Beate Uhlig leitet die Interventionsstelle. Lutz Sebastian

Dessau - Vor 15 Jahren - am 12. September 2003 - nahm in Dessau als zweite Einrichtung in Sachsen-Anhalt die Interventionsstelle „Häusliche Gewalt & Stalking“ ihre Arbeit auf.

Die Beratungsstelle, die vom Justizministerium gefördert wird, arbeitete bis 2013 in Trägerschaft des Vereins Sozial-Kulturelles Frauenzentrum, seitdem ist die AWO SPI Soziale Stadt- und Entwicklungsgesellschaft der Träger. MZ-Redakteurin Sylke Kaufhold schaute mit Beate Uhlig, Leiterin der Interventionsstelle, auf die 15 Jahre.

Warum wurden die Interventionsstellen im Land gegründet?

Uhlig: Am 1. Juli 2002 trat das Gewaltschutzgesetz in Kraft, 2003 wurde das Sicherheits- und Ordnungsgesetz Sachsen-Anhalt um den Wegweisung-Paragrafen ergänzt. Damit wurde der Polizei eine Handhabe gegeben, körperliche Auseinandersetzungen zwischen Paaren zu beenden. Und seitdem gilt: Wer schlägt, der geht. Die Interventionsstellen wurden gegründet, um den Opfern zu helfen. Sie sind Kooperationspartner der Polizei.

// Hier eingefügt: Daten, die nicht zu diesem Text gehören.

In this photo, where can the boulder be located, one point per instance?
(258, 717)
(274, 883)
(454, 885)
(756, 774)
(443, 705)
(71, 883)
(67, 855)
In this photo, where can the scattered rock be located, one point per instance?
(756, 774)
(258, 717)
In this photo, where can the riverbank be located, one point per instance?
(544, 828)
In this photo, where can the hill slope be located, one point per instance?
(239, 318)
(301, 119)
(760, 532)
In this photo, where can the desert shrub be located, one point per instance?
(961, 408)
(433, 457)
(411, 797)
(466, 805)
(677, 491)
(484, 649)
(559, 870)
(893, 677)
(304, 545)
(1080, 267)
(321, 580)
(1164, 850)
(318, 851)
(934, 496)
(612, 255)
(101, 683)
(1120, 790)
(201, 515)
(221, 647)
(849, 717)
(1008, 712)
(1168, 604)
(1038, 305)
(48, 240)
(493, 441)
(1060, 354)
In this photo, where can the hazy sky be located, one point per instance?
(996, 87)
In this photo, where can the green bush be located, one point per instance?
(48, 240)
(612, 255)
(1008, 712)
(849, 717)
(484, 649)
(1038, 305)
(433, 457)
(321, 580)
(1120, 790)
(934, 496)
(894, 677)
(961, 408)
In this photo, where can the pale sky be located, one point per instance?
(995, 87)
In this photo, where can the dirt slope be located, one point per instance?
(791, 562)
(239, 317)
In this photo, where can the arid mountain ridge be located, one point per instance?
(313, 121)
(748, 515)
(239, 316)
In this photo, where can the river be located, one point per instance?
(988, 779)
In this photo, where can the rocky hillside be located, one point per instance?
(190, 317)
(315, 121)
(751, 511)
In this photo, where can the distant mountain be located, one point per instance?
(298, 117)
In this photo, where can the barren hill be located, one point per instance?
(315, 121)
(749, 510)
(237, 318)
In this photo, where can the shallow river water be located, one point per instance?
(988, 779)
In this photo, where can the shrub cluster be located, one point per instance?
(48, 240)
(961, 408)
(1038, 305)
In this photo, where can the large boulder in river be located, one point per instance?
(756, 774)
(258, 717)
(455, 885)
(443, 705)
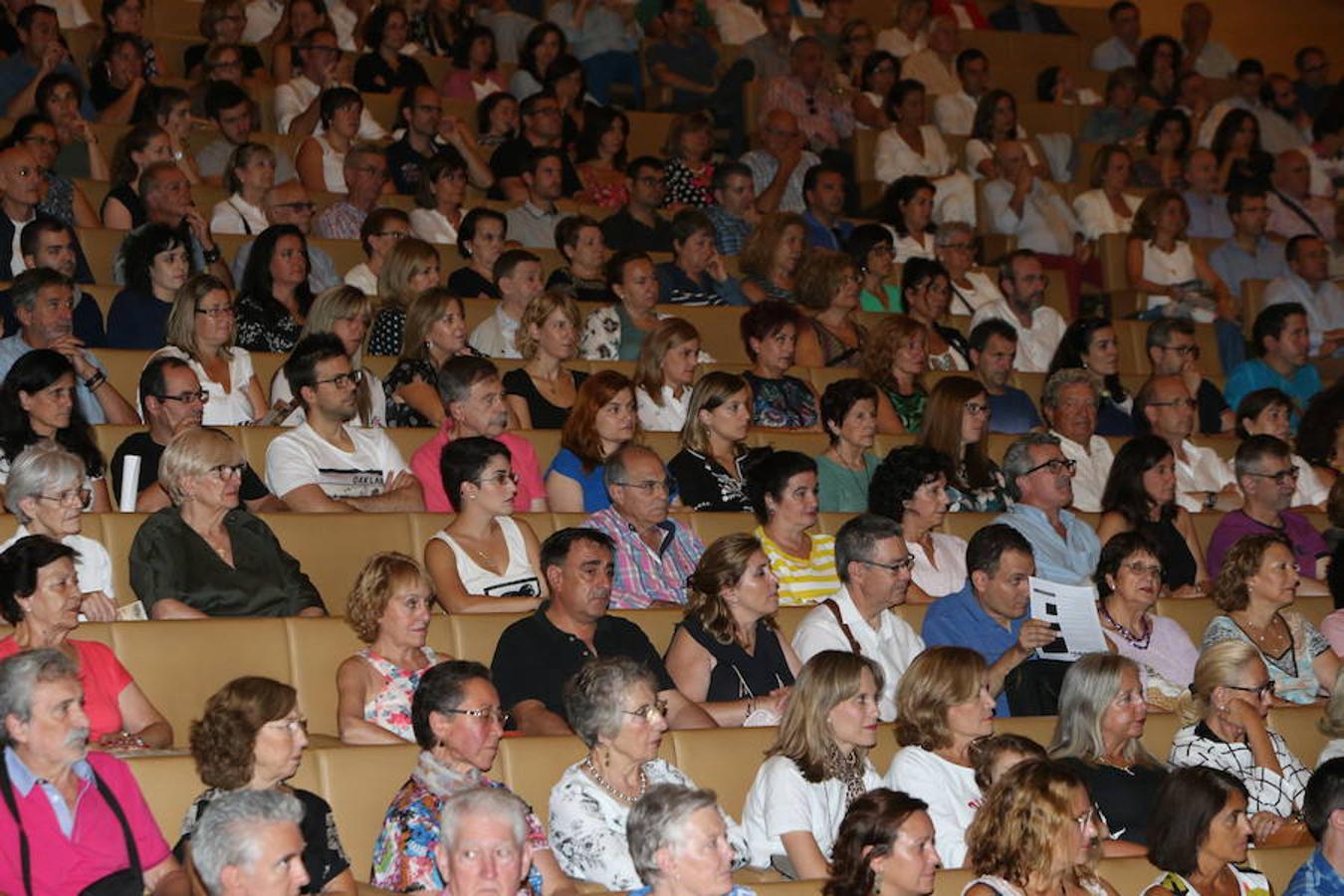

Was ist die konkrete Aufgabe?

Uhlig: Wir beraten die Opfer unmittelbar nach dem Vorfall über Hilfe- und Schutzmöglichkeiten und haben eine Lotsenfunktion in die Angebote vor Ort. Dazu brauchen wir ein gutes Netzwerk.

Gibt es ein solches Netzwerk in Dessau-Roßlau?

Uhlig: Ja, in Dessau gibt es einen sehr aktiven Arbeitskreis „Häusliche Gewalt“ unter Federführung der kommunalen Gleichstellungsbeauftragten Sabine Falkensteiner. Partner sind das Frauenhaus, das Frauenzentrum, der Verein Wildwasser, der Weiße Ring, der Soziale Dienst der Justiz und seit Januar die Beratungsstelle Pro Mann.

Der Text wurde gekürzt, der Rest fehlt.